Juanito se reunía con otros cachorros en la casa del chico de Tellería
(Gustavito) y allí armaban grandes peloteras. Los temas más sutiles de
Filosofía de la Historia y del Derecho, de Metafísica y de otras ciencias
especulativas (pues aún no estaban de moda los estudios experimentales, ni
el transformismo, ni Darwin, ni Haeckel eran para ellos, lo que para otros el
trompo o la cometa. ¡Qué gran progreso en los entretenimientos de la niñez!

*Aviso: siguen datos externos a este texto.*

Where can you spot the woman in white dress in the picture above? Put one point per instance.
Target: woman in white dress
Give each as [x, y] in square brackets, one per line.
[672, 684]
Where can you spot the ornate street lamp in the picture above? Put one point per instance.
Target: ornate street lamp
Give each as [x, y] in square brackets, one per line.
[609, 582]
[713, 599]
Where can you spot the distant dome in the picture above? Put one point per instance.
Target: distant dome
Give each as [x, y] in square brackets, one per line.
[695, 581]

¡Cuando uno piensa que aquellos mismos nenes, si hubieran vivido en edades
remotas, se habrían pasado el tiempo mamándose el dedo, o haciendo y
diciendo toda suerte de boberías...!
Todos los dineros que su papá le daba, dejábalos Juanito en casa de
BaillyBaillière, a cuenta de los libros que iba tomando. Refiere Villalonga que un día
fue Barbarita reventando de gozo y orgullo a la librería, y después de saldar los
débitos del niño, dio orden de que entregaran a este todos los mamotretos quepidiera, aunque fuesen caros y tan grandes como misales. La bondadosa y
angelical señora quería poner un freno de modestia a la expresión de su
vanidad maternal. Figurábase que ofendía a los demás, haciendo ver la
supremacía de su hijo entre todos los hijos nacidos y por nacer. No quería
tampoco profanar, haciéndolo público, aquel encanto íntimo, aquel himno de la
conciencia que podemos llamar los misterios gozosos de Barbarita.

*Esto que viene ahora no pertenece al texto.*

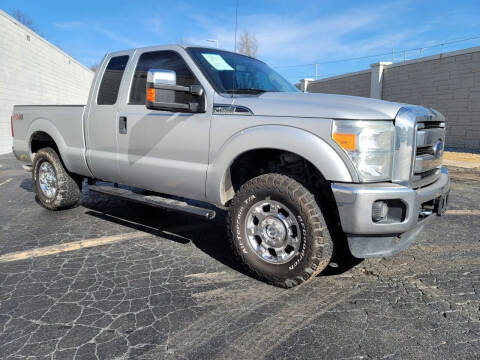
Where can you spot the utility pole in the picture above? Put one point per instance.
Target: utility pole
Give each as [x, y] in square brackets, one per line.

Únicamente se clareaba alguna vez, soltando como al descuido estas
entrecortadas razones: «¡Ay qué chico!... ¡cuánto lee! Yo digo que esas
cabezas tienen algo, algo, sí señor, que no tienen las demás... En fin, más vale
que le dé por ahí».
Concluyó Santa Cruz la carrera de Derecho, y de añadidura la de Filosofía y
Letras. Sus papás eran muy ricos y no querían que el niño fuese comerciante,
ni había para qué, pues ellos tampoco lo eran ya. Apenas terminados los
estudios académicos, verificose en Juanito un nuevo cambiazo, una segunda
crisis de crecimiento, de esas que marcan el misterioso paso o transición de
edades en el desarrollo individual. Perdió bruscamente la afición a aquellas
furiosas broncas oratorias por un más o un menos en cualquier punto de
Filosofía o de Historia; empezó a creer ridículos los sofocones que se había
tomado por probar que en las civilizaciones de Oriente el poder de las castas
sacerdotales era un poquito más ilimitado que el de los reyes, contra la opinión
de Gustavito Tellería, el cual sostenía, dando puñetazos sobre la mesa, que lo
era un poquitín menos. Dio también en pensar que maldito lo que le importaba
que la conciencia fuera la intimidad total del ser racional consigo mismo , o
bien otra cosa semejante, como quería probar, hinchándose de convicción
airada, Joaquinito Pez. No tardó, pues, en aflojar la cuerda a la manía de las
lecturas, hasta llegar a no leer absolutamente nada. Barbarita creía de buena
fe que su hijo no leía ya porque había agotado el pozo de la ciencia.